This is the fourth in a new series of ten articles, alternately posted here and on my own website, telling the stories of the 16 men still held at Guantánamo (out of 30 men in total), who have long been approved for release from the prison, but have no idea of when, if ever, they will actually be freed.

These 16 men were all unanimously approved for release by high-level U.S. review processes, established by President Obama, and consisting of representatives of the Departments of Justice, Defense, State and Homeland Security, as well as the Office of the Director of National Intelligence and the Joint Chiefs of Staff, and yet they are still held because the reviews were purely administrative, and no legal mechanism exists that can compel the U.S. government to free them, if, as is apparent, senior officials are unwilling to prioritize their release.

There is a complication.

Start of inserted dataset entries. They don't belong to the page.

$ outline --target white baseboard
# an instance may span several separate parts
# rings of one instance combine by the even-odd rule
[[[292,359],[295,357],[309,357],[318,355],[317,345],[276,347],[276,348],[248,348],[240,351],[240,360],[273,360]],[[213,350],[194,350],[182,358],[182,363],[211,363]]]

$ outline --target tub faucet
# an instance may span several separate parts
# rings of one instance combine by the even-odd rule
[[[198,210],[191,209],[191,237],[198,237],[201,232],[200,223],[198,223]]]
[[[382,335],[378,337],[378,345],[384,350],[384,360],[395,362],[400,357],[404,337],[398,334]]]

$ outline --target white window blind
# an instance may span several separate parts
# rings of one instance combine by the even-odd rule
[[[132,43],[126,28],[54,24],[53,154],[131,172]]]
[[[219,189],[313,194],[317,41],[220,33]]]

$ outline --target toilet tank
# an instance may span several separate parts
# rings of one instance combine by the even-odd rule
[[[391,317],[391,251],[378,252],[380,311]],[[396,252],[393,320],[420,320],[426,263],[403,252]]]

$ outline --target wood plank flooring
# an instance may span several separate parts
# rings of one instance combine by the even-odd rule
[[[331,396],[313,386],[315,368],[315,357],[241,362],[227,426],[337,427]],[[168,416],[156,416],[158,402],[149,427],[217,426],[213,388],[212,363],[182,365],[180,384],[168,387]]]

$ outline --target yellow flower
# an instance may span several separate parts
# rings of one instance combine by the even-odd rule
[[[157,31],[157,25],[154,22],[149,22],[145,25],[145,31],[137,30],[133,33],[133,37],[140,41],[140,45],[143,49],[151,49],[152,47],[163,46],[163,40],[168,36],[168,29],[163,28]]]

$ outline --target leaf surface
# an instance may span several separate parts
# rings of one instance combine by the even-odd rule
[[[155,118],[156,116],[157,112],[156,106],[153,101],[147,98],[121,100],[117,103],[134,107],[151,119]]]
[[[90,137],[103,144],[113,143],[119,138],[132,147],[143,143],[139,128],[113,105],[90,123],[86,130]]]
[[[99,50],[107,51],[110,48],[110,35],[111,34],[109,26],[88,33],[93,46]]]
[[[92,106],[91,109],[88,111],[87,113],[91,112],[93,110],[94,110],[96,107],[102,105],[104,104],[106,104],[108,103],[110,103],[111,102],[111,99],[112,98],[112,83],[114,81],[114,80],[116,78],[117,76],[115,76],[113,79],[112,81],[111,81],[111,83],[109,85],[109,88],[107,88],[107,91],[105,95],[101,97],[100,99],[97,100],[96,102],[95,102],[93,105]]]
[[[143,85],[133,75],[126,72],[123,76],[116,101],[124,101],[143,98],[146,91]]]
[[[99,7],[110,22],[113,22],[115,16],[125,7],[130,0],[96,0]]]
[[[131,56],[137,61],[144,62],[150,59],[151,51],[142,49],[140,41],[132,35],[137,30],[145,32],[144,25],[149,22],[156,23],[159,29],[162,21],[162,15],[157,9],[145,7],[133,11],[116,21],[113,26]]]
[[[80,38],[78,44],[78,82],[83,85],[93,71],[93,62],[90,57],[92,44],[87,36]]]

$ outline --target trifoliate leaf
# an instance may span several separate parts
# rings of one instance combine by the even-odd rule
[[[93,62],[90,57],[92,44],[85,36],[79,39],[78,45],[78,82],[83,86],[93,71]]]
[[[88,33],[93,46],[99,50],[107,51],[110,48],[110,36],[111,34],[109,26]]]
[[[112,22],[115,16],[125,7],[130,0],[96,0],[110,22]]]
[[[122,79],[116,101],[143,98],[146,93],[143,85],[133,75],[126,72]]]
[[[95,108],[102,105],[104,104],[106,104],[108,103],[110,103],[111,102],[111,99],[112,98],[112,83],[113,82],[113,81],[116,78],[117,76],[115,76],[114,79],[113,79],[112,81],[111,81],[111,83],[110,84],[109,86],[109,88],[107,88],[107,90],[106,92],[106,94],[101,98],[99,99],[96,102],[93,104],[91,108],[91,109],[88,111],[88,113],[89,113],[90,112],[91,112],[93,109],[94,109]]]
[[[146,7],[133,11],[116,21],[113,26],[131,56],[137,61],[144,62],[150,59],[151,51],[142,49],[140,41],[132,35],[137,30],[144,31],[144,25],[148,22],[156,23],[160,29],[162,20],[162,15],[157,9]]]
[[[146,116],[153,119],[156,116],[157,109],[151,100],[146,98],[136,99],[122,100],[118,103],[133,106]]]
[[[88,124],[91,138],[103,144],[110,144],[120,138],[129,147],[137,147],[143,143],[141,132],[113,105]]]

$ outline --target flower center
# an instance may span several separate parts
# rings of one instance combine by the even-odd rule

Most, if not all of these men can’t be repatriated, because, since the early days of the Obama administration, Republicans have inserted provisions into the annual National Defense Authorization Act preventing the repatriation of prisoners to proscribed countries, including Yemen, where most of these men are from.

However, in August 2022, President Biden belatedly appointed an official in the State Department — former ambassador Tina Kaidanow — as Special Representative for Guantánamo Affairs, "responsible for all matters pertaining to the transfer of detainees from the Guantánamo Bay facility to third countries," and it is reasonable to assume that she has made some headway in locating a country prepared to resettle at least some of these men, but that efforts to actually free them have stalled because the Biden administration doesn’t want to upset a handful of Republican lawmakers who are fanatical in their support for Guantánamo’s continued existence, while he seeks the GOP’s cooperation in funding military support for Israel and Ukraine.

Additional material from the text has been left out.